Нас приняли с большим радушием. В Ленинграде они просили разыскать еще одного из сыновей, Бориса, учившегося в военно-морском училище. Мы исполнили их просьбу, повидались с Борисом, и сейчас, спустя двадцать лет, капитан второго ранга Борис Васильевич Блинов — один из моих друзей.
Не желая стеснять Блиновых, мы ежедневно обедали в столовой. И вот однажды, сидя там, мы услышали по радио сообщение о злодеяниях и аресте Берии. В тот же день глава семьи, Василий Илларионович Блинов, член партии, вернулся домой с работы совершенно обескураженным.
— Ничего не понимаю, — твердил он, — арестовали Берию! Так в один прекрасный день могут снять и Молотова!
Я ничего ему не сказал, но в душе радовался, что, наконец, пришел конец этому негодяю и палачу.
Берия в правительственном сообщении был объявлен не только преступником, повинным в расправе над многими людьми, но и... агентом британской разведки, начиная с 1919 года! Наверное, те, кто искренне плакал в связи со смертью Сталина и пугался, как же дальше существовать без Сталина, — наверное, эти люди, давно оболваненные назойливой многолетней пропагандой, приняли на веру и это утверждение.
Вместе с тем, объяснение ареста Берии говорило скорее всего о том, что все еще остаются в силе прежние, сталинские, методы оболванивания масс, а значит — и прежние методы управления со всеми их прелестями. Перемен действительно важных, которые принесли бы свободу моим близким и миллионам других людей в нашей стране, ожидать было еще рано. Падение Берии означало только, что наверху идет ожесточенная борьба за власть — но исход ее был еще далеко не ясен.
Глава 29 Новые времена, новые веянья?
Глава 29. Новые времена, новые веянья?
В Москве мы с Шуриком остановились в районе Арбата, в крохотной комнатке Марии Михайловны Денисовой. Зайдя в министерство культуры, я получил там заверения, что если нынешний директор Эрмитажа, профессор М.И. Артамонов, не будет возражать, то меня восстановят на работе. Я вышел из министерства в самом радужном настроении, и были минуты, когда я готов был, вопреки всему, что написано выше, искренне сказать: «Поистине, времена изменились!»
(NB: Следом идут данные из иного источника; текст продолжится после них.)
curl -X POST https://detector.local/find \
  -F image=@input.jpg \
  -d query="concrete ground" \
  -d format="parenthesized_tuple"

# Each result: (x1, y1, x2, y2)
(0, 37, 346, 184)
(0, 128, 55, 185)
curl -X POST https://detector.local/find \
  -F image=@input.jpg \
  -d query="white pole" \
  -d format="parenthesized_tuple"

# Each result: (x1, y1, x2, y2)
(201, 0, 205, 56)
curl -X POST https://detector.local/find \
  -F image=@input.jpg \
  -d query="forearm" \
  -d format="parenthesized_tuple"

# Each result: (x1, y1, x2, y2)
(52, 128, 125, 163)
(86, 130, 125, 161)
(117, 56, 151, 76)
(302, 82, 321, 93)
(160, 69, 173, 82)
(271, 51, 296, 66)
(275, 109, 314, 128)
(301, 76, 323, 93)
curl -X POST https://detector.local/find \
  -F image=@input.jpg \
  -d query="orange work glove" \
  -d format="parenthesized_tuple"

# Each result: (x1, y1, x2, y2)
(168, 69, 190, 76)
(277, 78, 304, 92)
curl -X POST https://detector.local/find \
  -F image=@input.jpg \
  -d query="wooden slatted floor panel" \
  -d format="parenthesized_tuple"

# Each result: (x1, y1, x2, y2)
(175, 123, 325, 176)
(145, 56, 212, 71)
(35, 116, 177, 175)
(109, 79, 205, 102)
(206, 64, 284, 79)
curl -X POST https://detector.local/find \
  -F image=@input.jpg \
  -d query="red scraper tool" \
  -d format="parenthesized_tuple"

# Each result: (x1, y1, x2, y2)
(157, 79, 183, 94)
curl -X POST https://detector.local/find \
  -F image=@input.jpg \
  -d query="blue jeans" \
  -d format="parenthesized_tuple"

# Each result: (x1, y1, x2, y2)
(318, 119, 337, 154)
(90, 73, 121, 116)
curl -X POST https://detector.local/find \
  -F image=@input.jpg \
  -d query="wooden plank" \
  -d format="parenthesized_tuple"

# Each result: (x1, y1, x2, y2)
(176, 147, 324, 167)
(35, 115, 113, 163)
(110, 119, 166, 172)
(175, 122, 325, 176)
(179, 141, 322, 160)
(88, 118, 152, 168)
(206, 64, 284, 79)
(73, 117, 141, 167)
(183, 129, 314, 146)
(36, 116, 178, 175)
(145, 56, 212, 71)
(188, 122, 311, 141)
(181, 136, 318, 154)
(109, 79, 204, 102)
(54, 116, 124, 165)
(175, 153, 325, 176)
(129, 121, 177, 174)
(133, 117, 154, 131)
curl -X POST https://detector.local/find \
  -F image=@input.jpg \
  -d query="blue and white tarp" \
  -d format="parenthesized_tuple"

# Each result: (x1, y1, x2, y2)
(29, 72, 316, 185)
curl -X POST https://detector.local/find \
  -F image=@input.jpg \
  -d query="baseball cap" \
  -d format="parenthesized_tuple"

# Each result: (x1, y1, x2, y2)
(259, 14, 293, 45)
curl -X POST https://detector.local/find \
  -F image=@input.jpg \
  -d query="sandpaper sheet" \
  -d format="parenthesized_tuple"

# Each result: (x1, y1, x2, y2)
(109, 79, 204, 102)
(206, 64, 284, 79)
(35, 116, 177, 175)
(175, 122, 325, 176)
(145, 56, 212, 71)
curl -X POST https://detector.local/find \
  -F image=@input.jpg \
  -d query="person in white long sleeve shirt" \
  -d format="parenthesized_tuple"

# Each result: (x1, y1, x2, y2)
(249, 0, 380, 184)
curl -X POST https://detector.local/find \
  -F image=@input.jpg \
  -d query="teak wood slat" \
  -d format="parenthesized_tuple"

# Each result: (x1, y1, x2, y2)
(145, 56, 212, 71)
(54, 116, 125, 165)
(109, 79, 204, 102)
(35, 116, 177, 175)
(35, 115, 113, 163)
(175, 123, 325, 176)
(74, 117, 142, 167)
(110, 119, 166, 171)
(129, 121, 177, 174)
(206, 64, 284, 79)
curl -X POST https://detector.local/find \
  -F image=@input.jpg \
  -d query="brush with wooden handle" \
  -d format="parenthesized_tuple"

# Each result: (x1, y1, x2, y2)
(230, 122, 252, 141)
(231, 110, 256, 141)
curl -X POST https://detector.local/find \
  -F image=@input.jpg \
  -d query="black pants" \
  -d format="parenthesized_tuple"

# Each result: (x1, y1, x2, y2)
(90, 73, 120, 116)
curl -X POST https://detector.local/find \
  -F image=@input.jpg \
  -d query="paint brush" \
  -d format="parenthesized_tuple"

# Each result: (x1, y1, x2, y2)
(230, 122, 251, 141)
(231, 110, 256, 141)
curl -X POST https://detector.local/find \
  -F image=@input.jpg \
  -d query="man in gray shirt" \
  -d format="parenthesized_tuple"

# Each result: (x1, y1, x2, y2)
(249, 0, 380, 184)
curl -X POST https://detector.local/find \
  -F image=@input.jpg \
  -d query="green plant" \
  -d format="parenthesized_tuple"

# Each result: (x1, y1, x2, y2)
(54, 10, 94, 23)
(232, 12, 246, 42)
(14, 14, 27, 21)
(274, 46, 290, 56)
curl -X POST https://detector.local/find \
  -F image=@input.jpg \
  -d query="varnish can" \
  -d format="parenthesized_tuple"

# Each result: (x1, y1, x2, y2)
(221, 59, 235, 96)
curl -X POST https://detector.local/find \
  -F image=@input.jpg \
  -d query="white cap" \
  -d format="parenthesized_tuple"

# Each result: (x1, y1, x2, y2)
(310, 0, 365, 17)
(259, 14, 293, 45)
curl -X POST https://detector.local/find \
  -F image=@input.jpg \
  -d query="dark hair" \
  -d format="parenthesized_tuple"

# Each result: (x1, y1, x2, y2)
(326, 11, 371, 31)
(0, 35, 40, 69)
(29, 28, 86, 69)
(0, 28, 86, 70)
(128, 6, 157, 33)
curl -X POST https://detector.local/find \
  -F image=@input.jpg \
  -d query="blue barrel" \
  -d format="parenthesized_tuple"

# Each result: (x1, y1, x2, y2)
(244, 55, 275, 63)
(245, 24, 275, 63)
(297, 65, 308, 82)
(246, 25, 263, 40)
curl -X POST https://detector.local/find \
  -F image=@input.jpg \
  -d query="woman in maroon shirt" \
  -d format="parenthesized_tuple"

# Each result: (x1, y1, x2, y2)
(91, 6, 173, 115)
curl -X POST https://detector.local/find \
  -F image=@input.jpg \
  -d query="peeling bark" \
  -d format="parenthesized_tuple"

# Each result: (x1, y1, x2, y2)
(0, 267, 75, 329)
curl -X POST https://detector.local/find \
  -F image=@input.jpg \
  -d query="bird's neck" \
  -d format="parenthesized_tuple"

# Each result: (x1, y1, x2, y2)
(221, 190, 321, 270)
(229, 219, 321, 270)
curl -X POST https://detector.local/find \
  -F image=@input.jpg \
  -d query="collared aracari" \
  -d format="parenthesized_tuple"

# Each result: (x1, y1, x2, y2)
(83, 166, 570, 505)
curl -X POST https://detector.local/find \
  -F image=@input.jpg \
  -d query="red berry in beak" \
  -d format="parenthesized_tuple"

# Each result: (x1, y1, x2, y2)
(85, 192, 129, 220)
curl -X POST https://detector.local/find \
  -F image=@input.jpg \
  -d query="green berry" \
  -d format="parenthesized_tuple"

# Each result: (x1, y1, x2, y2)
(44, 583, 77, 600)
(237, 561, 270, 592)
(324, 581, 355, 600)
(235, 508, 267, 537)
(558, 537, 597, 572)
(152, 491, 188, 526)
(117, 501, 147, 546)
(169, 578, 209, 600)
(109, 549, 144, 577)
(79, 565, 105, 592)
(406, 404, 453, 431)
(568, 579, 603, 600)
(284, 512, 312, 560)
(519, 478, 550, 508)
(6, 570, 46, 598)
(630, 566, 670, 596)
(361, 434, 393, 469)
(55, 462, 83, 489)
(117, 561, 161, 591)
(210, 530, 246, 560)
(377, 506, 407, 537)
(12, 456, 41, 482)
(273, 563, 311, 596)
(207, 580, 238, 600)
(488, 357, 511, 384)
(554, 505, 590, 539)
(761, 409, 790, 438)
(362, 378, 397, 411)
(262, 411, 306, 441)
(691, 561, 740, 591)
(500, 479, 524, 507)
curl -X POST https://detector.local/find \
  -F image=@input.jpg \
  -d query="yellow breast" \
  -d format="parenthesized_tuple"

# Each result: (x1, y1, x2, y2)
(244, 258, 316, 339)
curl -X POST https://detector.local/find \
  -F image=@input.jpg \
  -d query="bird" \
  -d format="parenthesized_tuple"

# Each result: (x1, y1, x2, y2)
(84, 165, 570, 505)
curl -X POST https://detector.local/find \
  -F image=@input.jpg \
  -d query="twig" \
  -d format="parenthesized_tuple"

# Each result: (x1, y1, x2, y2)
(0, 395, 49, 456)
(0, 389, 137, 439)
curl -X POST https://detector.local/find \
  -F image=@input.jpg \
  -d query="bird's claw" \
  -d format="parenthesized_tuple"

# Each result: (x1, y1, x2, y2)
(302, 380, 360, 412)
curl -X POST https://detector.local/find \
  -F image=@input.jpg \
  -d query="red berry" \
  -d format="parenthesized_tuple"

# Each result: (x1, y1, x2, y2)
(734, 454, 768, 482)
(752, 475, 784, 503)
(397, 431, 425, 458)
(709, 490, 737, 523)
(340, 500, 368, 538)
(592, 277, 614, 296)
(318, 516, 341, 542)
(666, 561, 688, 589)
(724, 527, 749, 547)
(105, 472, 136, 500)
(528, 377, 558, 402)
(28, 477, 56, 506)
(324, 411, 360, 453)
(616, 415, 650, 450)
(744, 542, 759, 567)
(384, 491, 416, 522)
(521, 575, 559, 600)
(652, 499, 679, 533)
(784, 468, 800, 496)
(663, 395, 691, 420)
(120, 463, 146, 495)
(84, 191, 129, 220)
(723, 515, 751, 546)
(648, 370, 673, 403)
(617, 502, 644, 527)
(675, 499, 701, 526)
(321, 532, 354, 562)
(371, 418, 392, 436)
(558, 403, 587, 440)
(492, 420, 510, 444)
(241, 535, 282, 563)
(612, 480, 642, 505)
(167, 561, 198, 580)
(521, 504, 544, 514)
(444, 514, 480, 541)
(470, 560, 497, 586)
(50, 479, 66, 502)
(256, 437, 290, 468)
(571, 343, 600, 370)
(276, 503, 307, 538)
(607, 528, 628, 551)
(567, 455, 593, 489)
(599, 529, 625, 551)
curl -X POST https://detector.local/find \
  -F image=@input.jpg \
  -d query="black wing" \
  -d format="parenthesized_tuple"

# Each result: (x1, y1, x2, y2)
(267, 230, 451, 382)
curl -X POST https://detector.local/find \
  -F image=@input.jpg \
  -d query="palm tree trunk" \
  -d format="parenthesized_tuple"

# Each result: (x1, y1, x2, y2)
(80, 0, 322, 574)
Но нет, с этим заключением я, кажется, поторопился. Когда, прибыв в Ленинград, мы с трудом подыскали комнату на Петроградской стороне, в квартире незнакомой мне ранее вдовы, выяснилось, что прописаться в городе мне будет не так-то легко. То есть меня просто не прописывали в Ленинграде. Я подал, как это полагалось, документы в отделение милиции. Меня вызвали туда, учинили издевательский допрос и взяли с меня подписку о том, что я должен покинуть Ленинград в течение суток и выехать за пределы стокилометровой зоны, окружающей город.
Один из моих ленинградских друзей, Алексей Александрович Васильев, в этот период работал заместителем директора Музея Ленина и уже подыскал мне работу, правда, временную, в Театральной библиотеке. Для устройства на эту работу я должен был вступить в инвалидную артель «Культбытобслуживание», а для этого, в свою очередь, непременно требовалась прописка в Ленинграде.
Получив предписание покинуть Ленинград, я поехал к Васильеву в Мраморный дворец на берегу Невы, где помещается Музей Ленина. Выслушав меня, Леша Васильев посоветовал мне обратиться к начальнику ленинградского управления милиции, генералу. Герою Советского Союза Ивану Владимировичу Соловьеву, участнику войны и, по словам
Леши, прекрасному человеку. Именно это свойство генерала заставляло работников милиции всячески ограждать его от непосредственного общения с просителями.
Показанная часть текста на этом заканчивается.